A short function might make this part easier:
atm_arima_fc <- function(data) {
arima_fit <- data %>% model(ARIMA(box_cox(Cash, lambda)))
fc_cash <- arima_fit %>% forecast(h = 31)
return(fc_cash)
}
ATM1_fc <- atm_data_fixed_1 %>%
filter(ATM == "ATM1") %>%
atm_arima_fc()
ATM2_fc <- atm_data_fixed_1 %>%
filter(ATM == "ATM2") %>%
atm_arima_fc()
ATM3_fc <- atm_data_fixed_1 %>%
filter(ATM == "ATM3") %>%
atm_arima_fc()
ATM4_fc <- atm_data_fixed_1 %>%
filter(ATM == "ATM4") %>%
atm_arima_fc()
full_forecast_df <- bind_rows(ATM1_fc, ATM2_fc, ATM3_fc, ATM4_fc) %>%
as_data_frame() %>%
select(DATE, ATM, .mean)
## Warning: `as_data_frame()` was deprecated in tibble 2.0.0.
## ℹ Please use `as_tibble()` (with slightly different semantics) to convert to a
## tibble, or `as.data.frame()` to convert to a data frame.
## This warning is displayed once every 8 hours.
## Call `lifecycle::last_lifecycle_warnings()` to see where this warning was
## generated.
#write out the forecasted data
#full_forecast_df %>%
#write.csv("Part_A_Forecasts_Combined_File.csv")
This final graphic highlights each forecasted ATM Cash balance through the month of May 2010. The seasonality keeps pace with the raw data in ATM1 and ATM2 as well as the scale of its variability.
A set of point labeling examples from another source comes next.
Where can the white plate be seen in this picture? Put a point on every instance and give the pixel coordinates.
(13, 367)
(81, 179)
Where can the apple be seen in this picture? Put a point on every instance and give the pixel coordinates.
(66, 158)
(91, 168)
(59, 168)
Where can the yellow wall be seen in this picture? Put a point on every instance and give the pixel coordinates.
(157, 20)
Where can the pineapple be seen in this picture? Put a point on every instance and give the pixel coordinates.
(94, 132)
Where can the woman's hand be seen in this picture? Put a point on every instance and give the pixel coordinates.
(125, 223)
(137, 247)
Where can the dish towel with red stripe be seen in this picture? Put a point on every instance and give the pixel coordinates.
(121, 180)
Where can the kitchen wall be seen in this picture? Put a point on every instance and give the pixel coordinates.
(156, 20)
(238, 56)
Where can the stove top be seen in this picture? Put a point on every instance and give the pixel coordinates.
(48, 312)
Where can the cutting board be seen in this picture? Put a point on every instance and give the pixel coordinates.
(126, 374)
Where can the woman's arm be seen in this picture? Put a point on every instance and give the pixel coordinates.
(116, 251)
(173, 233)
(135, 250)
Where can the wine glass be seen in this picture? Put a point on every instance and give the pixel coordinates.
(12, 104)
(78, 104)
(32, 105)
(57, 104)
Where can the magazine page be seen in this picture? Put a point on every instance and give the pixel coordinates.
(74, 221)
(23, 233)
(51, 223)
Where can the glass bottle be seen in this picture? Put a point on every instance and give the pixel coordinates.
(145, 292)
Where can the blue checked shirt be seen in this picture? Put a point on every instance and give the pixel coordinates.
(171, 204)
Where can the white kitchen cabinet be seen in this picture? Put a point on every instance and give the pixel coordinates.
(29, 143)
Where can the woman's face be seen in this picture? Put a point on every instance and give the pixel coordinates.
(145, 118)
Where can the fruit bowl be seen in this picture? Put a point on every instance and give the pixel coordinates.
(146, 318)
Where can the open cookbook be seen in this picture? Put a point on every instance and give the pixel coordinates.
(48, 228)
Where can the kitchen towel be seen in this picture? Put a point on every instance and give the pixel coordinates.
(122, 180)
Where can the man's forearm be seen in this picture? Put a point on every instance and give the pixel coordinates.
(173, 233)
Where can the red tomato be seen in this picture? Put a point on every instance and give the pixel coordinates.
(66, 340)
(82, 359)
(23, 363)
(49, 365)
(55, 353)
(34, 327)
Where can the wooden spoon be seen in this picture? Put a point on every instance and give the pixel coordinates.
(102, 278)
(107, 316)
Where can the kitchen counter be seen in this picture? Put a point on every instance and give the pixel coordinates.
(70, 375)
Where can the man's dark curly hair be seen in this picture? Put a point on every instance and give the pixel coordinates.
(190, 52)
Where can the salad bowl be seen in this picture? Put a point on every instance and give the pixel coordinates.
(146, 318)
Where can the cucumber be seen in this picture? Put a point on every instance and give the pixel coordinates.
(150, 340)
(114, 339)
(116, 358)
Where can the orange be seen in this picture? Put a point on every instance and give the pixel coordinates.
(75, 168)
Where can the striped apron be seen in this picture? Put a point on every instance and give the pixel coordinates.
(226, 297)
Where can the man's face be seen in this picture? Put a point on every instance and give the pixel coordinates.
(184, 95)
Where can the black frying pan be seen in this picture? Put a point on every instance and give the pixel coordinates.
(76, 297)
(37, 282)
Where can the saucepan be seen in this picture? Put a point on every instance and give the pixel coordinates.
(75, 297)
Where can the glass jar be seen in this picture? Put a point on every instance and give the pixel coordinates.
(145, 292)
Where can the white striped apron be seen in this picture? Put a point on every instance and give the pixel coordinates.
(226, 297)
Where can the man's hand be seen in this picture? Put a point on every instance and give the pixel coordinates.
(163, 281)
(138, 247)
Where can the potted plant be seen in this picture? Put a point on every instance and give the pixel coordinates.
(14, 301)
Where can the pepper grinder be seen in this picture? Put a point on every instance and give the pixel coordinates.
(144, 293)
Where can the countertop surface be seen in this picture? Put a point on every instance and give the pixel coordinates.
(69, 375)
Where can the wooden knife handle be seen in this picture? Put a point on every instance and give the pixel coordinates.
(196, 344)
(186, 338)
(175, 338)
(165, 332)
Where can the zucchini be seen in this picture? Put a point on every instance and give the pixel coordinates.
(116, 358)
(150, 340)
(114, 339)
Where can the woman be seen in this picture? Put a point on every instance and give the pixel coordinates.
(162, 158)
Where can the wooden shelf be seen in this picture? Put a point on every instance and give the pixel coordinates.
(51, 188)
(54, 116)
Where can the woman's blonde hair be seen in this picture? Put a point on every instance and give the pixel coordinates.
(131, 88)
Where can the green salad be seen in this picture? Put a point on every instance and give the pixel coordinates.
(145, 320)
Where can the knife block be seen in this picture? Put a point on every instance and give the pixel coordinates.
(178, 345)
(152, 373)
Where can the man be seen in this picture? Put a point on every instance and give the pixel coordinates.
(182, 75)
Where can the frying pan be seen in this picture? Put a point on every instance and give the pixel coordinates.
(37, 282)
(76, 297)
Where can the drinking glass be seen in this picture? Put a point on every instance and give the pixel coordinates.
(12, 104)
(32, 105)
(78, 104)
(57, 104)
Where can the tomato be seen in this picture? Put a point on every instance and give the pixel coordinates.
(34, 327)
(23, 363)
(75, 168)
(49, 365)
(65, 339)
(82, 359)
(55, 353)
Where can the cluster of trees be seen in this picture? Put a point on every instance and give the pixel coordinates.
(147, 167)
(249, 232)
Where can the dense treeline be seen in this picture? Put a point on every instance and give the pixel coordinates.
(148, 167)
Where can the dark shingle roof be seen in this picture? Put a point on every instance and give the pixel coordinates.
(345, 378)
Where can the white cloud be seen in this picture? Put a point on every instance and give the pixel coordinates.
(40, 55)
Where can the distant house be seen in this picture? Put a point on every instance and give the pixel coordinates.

At the same time ATM3 forecasts are reacting to the previous years of no balance or withdrawals and sees through the recent increase. ATM4 highlights a tighter spread through the month of May.
full_forecast_df %>%
rename(Cash = .mean) %>%
as_tsibble(index = DATE, key = ATM) %>%
autoplot(Cash) +
autolayer(atm_data_fixed_1, Cash, color = "grey")+
facet_wrap(~ATM, scales = "free", nrow = 4)+
labs(title = "Forecasted ATM Cash Balance Through May 2010")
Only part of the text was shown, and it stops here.